While investigating floating-point exception status flags, I came across the curious case of a status flag FE_UNDERFLOW
set when not expected.
This is similar to When does underflow occur? yet goes into a corner case that may be a C specification issue or FP hardware defect.
// pseudo code
// s bias_expo implied "mantissa"
w = smallest_normal; // 0 000...001 (1) 000...000
x = w * 2; // 0 000...010 (1) 000...000
y = next_smaller(x); // 0 000...001 (1) 111...111
round_mode(FE_TONEAREST);
clear_status_flags();
z = y/2; // 0 000...001 (1) 000...000
FE_UNDERFLOW is set!?
I did not expect FE_UNDERFLOW
to be set as z
above is normal, not a sub-normal.
I expect FE_UNDERFLOW
when the result of an earlier floating-point operation was subnormal with a loss of precision.
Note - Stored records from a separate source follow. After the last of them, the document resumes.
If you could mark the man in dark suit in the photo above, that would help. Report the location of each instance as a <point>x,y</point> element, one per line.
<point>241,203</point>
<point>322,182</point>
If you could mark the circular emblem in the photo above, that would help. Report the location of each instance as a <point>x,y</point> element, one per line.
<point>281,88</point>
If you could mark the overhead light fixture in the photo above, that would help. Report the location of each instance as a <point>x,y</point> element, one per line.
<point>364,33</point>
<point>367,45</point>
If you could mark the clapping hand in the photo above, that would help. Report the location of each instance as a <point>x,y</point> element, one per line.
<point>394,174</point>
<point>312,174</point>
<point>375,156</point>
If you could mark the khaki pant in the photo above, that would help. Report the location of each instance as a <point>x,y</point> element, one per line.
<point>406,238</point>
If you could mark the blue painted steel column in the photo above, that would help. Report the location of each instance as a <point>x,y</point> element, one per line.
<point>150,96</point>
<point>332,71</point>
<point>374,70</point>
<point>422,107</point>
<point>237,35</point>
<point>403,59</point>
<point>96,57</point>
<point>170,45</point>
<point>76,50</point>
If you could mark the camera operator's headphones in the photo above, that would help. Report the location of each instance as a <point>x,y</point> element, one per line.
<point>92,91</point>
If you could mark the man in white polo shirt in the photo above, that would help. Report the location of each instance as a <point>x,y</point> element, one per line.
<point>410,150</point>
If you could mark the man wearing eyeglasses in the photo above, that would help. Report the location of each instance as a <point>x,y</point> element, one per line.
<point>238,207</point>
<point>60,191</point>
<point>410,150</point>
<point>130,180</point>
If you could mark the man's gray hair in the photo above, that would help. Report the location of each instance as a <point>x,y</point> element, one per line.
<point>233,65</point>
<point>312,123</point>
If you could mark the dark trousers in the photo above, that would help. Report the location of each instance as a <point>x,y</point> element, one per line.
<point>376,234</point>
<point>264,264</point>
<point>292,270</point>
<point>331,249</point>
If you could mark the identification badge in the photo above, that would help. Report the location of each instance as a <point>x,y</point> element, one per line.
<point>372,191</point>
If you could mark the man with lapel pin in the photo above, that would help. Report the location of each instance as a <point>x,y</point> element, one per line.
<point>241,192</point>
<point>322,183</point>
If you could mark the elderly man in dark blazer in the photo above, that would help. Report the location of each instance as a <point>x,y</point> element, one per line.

In this case there is a loss of precision.
I tried this with my float
and long double
and had the same result.
After much investigation, I noted that __STDC_IEC_559__
is not defined.
Questions
If
__STDC_IEC_559__
is defined, what is the correct state of underflow in this case?With lack of a defined
__STDC_IEC_559__
am I stuck with "Implementations that do not define__STDC_IEC_559__
are not required to conform to these specifications." C11 or is there some C specification that indicates this result is incorrect?Since this is certainly a result of my hardware (processor), your result may differ and that would be interesting to know.
Follows is some test code that demos this. At first I suspected it is because FLT_EVAL_METHOD = 2
on my machine, yet then I tried similar code with long double
and the same result.
// These 2 includes missing in original post, yet in my true test code
#include <float.h>
#include <math.h>
#include <fenv.h>
#include <stdio.h>
#include <stdint.h>
#define N (sizeof excepts/sizeof excepts[0])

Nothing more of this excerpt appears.